As my consciousness returned to my body, I rubbed my aching head and looked up at my watch—it was only five twenty-seven in the morning.

"Alas!"

I sighed and collapsed on the bed again, but at this moment, I was completely sleepy. My mind kept recalling that clear dream: the beach, the moon, the sea, suicide...... Thinking of this, my body subconsciously shuddered, but a lot of questions gradually emerged in my mind: ...... What does this dream mean? And who is the person who committed suicide in the dream? Why, I feel his sadness? And why, I was able to recover my six senses in the dream?......

A whole bunch of questions took over my mind, making my already aching brain even more painful - forget it!

I rubbed my temples and forced myself not to think about the strange things. As I got out of bed, I kept muttering to myself: Comrade Luo He, what you need now is to recuperate and rest! Don't always think about those things that are useless, those have nothing to do with you! Don't always care about those things you shouldn't care about...... Isn't it enough for you to be curious and kill people? Live well, that's what you should do!

After reprimanding myself in my heart, my doubts were suddenly suppressed by myself. I sat on the edge of the bed and rubbed my dirty hair—feeling the grease on it, and I decided in my heart that it was better to take a shower no matter what his dreams were...... Otherwise, there will be maggots on the head.
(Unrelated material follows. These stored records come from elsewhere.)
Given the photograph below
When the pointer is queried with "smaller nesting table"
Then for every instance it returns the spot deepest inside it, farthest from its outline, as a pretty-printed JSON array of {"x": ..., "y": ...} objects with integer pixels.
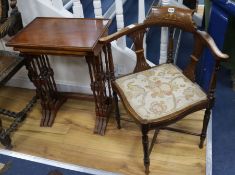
[{"x": 65, "y": 36}]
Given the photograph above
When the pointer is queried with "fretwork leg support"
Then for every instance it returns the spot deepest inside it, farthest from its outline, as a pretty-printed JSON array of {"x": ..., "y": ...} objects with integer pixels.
[
  {"x": 117, "y": 113},
  {"x": 5, "y": 140},
  {"x": 145, "y": 143},
  {"x": 204, "y": 128}
]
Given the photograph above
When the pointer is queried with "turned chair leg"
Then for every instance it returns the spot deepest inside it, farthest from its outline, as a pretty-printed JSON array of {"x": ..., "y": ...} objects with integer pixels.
[
  {"x": 5, "y": 140},
  {"x": 204, "y": 128},
  {"x": 117, "y": 113},
  {"x": 145, "y": 142}
]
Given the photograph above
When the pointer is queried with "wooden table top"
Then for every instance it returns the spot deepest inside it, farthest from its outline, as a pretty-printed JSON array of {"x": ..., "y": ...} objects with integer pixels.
[{"x": 60, "y": 35}]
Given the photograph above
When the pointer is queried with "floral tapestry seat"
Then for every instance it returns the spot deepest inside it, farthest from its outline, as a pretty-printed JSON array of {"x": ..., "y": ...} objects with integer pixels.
[{"x": 156, "y": 93}]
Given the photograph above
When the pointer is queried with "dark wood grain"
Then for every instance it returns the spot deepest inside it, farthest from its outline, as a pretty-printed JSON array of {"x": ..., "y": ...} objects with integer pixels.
[
  {"x": 171, "y": 17},
  {"x": 60, "y": 34}
]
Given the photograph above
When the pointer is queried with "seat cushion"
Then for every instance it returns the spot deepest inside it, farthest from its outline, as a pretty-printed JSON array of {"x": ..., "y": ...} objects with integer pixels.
[
  {"x": 159, "y": 91},
  {"x": 9, "y": 63}
]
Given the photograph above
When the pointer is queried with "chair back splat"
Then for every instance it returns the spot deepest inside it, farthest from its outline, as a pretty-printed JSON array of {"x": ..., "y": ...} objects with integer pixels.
[{"x": 158, "y": 96}]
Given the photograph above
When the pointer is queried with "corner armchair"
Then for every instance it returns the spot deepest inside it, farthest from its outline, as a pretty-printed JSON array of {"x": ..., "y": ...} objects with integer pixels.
[{"x": 158, "y": 96}]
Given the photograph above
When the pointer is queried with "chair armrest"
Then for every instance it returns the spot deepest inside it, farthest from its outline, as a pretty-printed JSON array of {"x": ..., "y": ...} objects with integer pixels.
[
  {"x": 120, "y": 33},
  {"x": 210, "y": 43}
]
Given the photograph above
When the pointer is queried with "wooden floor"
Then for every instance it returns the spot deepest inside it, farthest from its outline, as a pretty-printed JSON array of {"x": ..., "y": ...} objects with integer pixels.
[{"x": 71, "y": 140}]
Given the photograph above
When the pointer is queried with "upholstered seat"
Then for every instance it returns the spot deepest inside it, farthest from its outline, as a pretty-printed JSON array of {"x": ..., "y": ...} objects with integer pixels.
[{"x": 159, "y": 92}]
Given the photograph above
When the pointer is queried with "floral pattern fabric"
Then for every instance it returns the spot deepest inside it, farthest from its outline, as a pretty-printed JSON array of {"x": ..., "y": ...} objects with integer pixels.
[{"x": 159, "y": 91}]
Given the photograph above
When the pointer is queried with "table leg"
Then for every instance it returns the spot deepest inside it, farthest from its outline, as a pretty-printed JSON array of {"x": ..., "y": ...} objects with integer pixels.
[
  {"x": 101, "y": 73},
  {"x": 42, "y": 76}
]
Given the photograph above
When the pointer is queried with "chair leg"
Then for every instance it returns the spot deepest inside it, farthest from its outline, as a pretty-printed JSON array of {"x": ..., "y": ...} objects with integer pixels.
[
  {"x": 5, "y": 140},
  {"x": 145, "y": 142},
  {"x": 204, "y": 128},
  {"x": 117, "y": 113}
]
After thinking about it, I stretched my waist, staggered up from the bed, held my dizzy head, and opened the bedroom door. When I walked out of the bedroom, I noticed that my wife was not at home - probably got up early to buy groceries.

I shuffled and walked to the bathroom, which was getting heavier and heavier.

"Smack-"

As my hand pressed the switch of the wall lamp, I saw my miserable self in the mirror - at this time, my short and silky hair had become a chicken nest, my already thin face seemed to have lost weight again, and the flesh on my cheeks had thinned out of the "V" line, and on my pale face, there were two large dark circles hanging from my eyes, my eyelids were half-drooping, and my lips were bloodless, and my clothes were all crumpled as if they had been ravaged toilet paper.

Looking at my embarrassed appearance, I was shocked myself: what the fuck ...... Are you sure it's me? Not a refugee from some shelter?

After a short period of surprise, I smiled bitterly, looking at the shallow scar on the corner of my eyebrows, I sighed in my heart: Is there any meaning in what I have done?...... However, in fact, all those who ask themselves have the answer in their hearts - and I am no exception...... It's just that this kind of ending makes me a little unacceptable when I ask myself.

I smiled wryly again in the mirror, then turned around and turned on the shower.

"Whoa-la-"

With the sound of water, the warm water washed over my tired body - it was time to wash away the things that didn't belong to me and start over......

However, just when I was silently making a secret decision in my heart......

Suddenly!

A strange sigh rang in my ears—

"Wait for me ......"

Hearing this strange male voice with some vicissitudes of life, the hairs on my body rose suddenly, and before the hoarse end fell, I subconsciously shouted:

"Who!—"

However, with my roar, the strange sound gradually faded away......

Just as I was staring at the bathroom with palpitations, looking left and right in the bathroom, there was a sudden knock on the door outside.